Here’s where the tractor comes in. All farms have some form of tractor. Typically with a diesel engine and power takeoff points in front or rear, tractors can run a vast array of implements and attachments at a moment’s notice.

And one of those attachments is an electrical generator, or a power pack, as they are often called.

Power packs are essentially an external alternator connected to a gearbox, which is connected to the PTO of the tractor engine to create electricity when you need it and where you need it. They will run off of most compact tractors and virtually all the larger models, but sizing and compatibility are still important since one size does not fit all.

For large and small farms alike, portable power packs offer many advantages over stationary electrical generators: lower or competitive investment cost up-front, no additional internal combustion engines to maintain, a manageable size and weight giving them maximum portability, and near-seamless integration with most tractor PTOs.

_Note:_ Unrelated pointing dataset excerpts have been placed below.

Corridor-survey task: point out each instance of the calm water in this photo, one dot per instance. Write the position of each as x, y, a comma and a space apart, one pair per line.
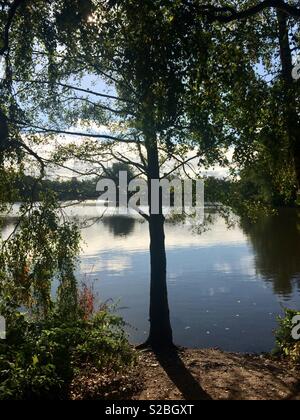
226, 286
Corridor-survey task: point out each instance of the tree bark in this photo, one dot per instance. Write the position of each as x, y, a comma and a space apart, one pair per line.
290, 96
160, 336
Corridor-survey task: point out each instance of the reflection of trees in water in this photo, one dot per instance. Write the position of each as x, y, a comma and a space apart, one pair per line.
276, 243
119, 225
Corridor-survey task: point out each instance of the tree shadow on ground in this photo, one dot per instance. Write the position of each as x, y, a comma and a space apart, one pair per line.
179, 374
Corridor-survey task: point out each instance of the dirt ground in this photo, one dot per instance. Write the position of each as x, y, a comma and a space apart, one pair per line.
216, 375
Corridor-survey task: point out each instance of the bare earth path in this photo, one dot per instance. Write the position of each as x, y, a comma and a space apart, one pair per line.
213, 374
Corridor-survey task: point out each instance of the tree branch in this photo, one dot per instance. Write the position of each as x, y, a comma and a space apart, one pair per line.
229, 14
11, 15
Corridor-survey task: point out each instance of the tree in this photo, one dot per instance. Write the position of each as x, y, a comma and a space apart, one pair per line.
176, 74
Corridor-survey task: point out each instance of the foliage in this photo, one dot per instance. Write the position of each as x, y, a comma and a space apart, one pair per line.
286, 344
40, 358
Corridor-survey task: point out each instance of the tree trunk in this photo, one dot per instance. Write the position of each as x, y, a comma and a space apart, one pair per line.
160, 336
290, 96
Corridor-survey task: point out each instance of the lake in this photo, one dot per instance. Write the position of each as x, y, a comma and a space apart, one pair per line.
226, 285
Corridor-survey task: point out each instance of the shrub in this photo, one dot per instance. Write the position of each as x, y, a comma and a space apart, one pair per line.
39, 359
286, 345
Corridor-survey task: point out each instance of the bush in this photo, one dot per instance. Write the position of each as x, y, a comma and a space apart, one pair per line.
286, 344
39, 359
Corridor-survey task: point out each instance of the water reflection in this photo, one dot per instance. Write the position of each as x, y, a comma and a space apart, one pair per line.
276, 245
120, 225
226, 286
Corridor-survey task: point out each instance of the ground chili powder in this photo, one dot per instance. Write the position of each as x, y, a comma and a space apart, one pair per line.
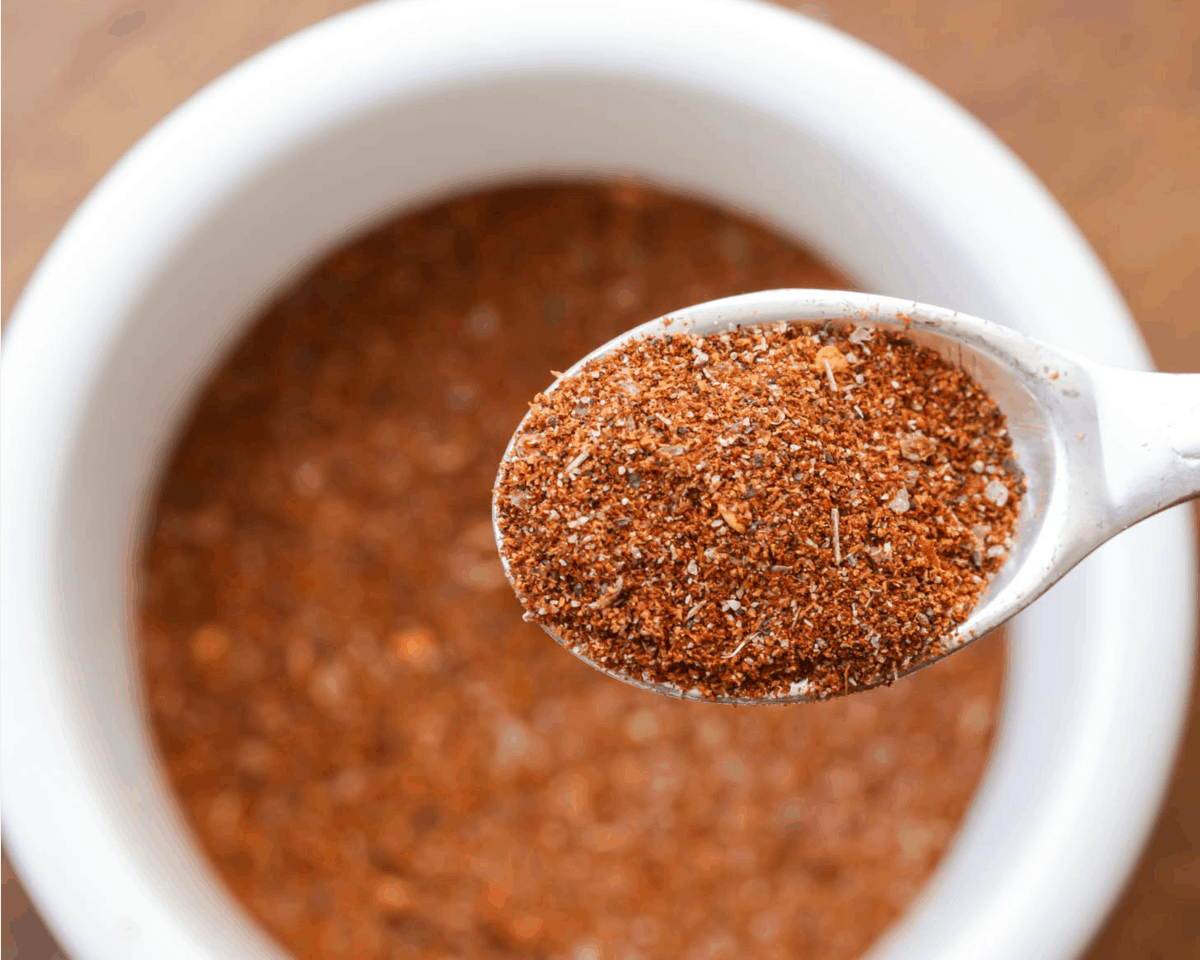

Many of these advantages also come to light when comparing power packs with standard mobile generators. Tractors typically have a larger fuel tank, so the hassle of lugging fuel back and forth is a consideration. With a power pack, just drive the tractor to the tank and fill up as usual, and you’ve also just fueled your generator.

There are a number of manufacturers of these units, with ranges from about 8 kW to about 50 kW and costs anywhere from $1,500 on up to $7,500 with various options, including automatic voltage regulators and three-phase systems. The units typically ride on the three-point hitch, and once the PTO is engaged, the electricity is flowing.

Expect to see familiar control settings and monitors of conventional mobile or stationary generators on the power pack including hertz, voltage and amperage outputs along with electrical breakers and standard 120V and 240V plug receptacles.

If you’ve had an implement breakdown and need to weld a part on while still in the field far from the tractor shed, the power pack really shines. Drive your tractor and portable welder right to the job site.

If you’re building a loafing shed or laying pipe or putting up fencing, power tools are a necessity, as is access to electricity. Or perhaps a remote well needs to be serviced; the power pack offers a simple solution there as well.

Like all other considerations when looking at backup power sources, the same process applies: Know your load demands – which tools, appliances, systems or units you need to support with that power pack – and make sure to select a unit that not only exceeds those needs, but fits your budget and the tractor you plan to use it on.

Finally, as with all projects, safety first. Know what you’re doing when dealing with electricity; it is very unforgiving.  FG

Allen Schaeffer is Executive Director of Diesel Technology Forum.